We are a country that prides itself on power and wealth, yet there are millions of children who go hungry every day. It is our responsibility, not only as a nation, but also as individuals, to get involved. So, next time you pass someone on the street who is in need, remember how lucky you are, and don’t turn away. — Lesley Boone
This quote has never meant more to me as it does today. Our service project has exposed us to the true face of hunger in our community. The number of men, women, and children needing food is astonishing and, quite frankly, overwhelming. Through our journey we have also met many great people and organizations who are committed to ending and preventing hunger. This week’s volunteer experience gave us a chance to work with a ministry that is feeding hunger in Fort Wayne. The Franciscan Center serves over 100,000 people every year through its ministries. The Saint Anthony’s Food Pantry provides food once a month to families in need. The Saint Joseph’s Medicine Cabinet provides assistance to over 5000 families in our community with over-the-counter medications, vitamins, and personal items. The Saint Peter’s Sack Lunch program delivers over 1000 sack lunches every week to those in need of food. This lunch is delivered at no cost to the recipient with no questions are asked. This is how we served the Franciscan Center.
We arrived at the Franciscan center at 7:45 am on Saturday morning. We had volunteered to run a full route of deliveries and we were excited to get started. Upon arrival, we received our route which consisted of the names and addresses of those receiving lunches as well as the number of lunches per house. We were scheduled to deliver 292 sack lunches on our route. We proceeded to the big refrigerator where we grabbed the appropriate number of lunches and put them into our car. After loading up the car we gathered with all of the other volunteer teams for a moment of prayer. It was an emotional experience for me. We recited the Prayer of Saint Francis and the words spoken had great definition for me in that moment. It was a perfect way to start our experience. There were 4 or 5 other teams of volunteers who were running routes. It was great to see volunteers of different races and ages volunteering. We met one family who deliveries lunches each Saturday morning and you could see the excitement in their faces as they headed out for their day.

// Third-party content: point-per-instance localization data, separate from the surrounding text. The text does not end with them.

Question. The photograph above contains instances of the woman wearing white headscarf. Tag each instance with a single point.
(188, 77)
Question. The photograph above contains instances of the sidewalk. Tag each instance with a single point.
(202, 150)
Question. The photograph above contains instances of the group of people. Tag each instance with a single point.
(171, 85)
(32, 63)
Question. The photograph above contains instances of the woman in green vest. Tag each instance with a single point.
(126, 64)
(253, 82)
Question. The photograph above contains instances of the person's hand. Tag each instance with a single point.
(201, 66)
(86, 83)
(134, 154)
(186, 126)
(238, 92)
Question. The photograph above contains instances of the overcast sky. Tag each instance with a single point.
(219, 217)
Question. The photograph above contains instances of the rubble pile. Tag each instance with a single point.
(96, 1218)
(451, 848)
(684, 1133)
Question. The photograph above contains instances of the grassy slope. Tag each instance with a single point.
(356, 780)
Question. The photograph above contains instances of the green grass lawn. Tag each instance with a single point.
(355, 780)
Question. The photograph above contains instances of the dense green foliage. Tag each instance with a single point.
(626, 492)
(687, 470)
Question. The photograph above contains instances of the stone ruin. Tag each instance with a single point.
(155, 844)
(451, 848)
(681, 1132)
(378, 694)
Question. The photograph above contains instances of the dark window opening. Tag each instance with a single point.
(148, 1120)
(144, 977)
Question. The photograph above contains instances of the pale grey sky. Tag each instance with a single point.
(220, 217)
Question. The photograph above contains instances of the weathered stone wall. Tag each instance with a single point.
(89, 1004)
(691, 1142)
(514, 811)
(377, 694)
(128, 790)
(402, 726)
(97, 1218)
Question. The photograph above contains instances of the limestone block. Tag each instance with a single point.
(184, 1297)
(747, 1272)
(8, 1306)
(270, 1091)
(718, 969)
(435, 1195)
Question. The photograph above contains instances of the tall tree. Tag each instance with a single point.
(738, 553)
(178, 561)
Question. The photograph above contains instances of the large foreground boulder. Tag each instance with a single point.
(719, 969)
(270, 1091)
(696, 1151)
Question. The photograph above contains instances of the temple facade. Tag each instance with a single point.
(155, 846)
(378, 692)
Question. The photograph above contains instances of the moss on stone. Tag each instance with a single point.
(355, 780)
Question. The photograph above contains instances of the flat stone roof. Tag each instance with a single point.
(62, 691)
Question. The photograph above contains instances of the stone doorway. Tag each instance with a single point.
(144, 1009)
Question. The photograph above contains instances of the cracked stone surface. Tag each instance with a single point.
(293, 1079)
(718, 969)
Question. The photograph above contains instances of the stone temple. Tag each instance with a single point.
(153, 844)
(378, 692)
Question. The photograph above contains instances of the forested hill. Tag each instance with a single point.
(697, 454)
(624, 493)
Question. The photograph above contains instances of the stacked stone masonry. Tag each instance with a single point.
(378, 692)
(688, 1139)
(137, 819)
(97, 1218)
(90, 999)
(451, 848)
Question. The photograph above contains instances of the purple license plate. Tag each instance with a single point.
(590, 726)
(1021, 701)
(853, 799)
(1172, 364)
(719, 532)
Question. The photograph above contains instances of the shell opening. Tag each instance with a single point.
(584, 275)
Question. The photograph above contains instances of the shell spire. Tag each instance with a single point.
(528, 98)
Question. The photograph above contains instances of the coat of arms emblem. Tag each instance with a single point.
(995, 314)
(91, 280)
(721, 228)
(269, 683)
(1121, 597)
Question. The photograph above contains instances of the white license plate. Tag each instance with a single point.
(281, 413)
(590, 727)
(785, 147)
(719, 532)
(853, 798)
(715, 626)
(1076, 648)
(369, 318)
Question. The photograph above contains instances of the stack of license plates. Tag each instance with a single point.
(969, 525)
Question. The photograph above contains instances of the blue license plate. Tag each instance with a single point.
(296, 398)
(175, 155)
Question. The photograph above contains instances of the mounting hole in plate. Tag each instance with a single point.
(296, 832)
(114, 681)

We left the facility and started down the road on the route. I was the driver, Erica the navigator. We were instructed to pull up to the front of each residence and honk the car horn. Actually, I believe we were told to “lay on the horn” upon arrival. That was tough for me to do. It was 8am on Saturday morning and I did not want to disturb the neighborhood. After the first few deliveries, we found a routine that worked. I knew what type of work we had signed up for, but I was not prepared for the emotions that would come with it. Many of the houses that we delivered to were in bad shape. Windows were busted out and doors were taped together. Many of the households were receiving multiple lunches to feed the entire house, including children. I walked up to one house because it was obvious that the mother was home with many small children. As I approached the door, a little girl (maybe 3 or 4) ran towards me yelling “lunch is here!” She was excited to see that sack lunch and it was obvious to me that it may have been the only thing she would eat that day. My heart was broken. I will never forget her. She alone will inspire me to find more ways to help fight hunger. Precious angels like her should never go hungry.
We delivered lunches to many elderly and disabled individuals as well. We were instructed to walk those to the door because they wouldn’t be able to walk outside to meet us. I rang the doorbell at one home and waited. I rang the doorbell again and I also knocked, but no one ever came to the door. The front door was open and I could hear someone inside. I was about to leave when I saw a lady coming towards the door. She was an elderly woman who had a hard time walking. She struggled to the door, but she opened it with a smile. She was very thankful for the delivery and she appreciated us for brightening her day. She told me she loved me two or three times. She had never met me, but delivering that meal was a sign of love. I told her that I loved her as well and that we would be there to help her when needed. There were other scenarios like this one. We met many wonderful people who were very gracious and appreciative of the lunch.
Erica and I delivered 292 lunches on Saturday morning in about three hours. It was an eye-opening and rewarding experience. It was further proof that small investments of time can make a huge difference in the life of someone else. The Franciscan Center offers a wide array of volunteer opportunities for people of any age. You can visit www.thefranciscancenter.org to learn more about their mission, their vision, and their ministries. It is our responsibility to step up and lend a hand. Find time in your busy schedule to do something simple like delivering sack lunches. You will feel the power and the love of a little brown bag.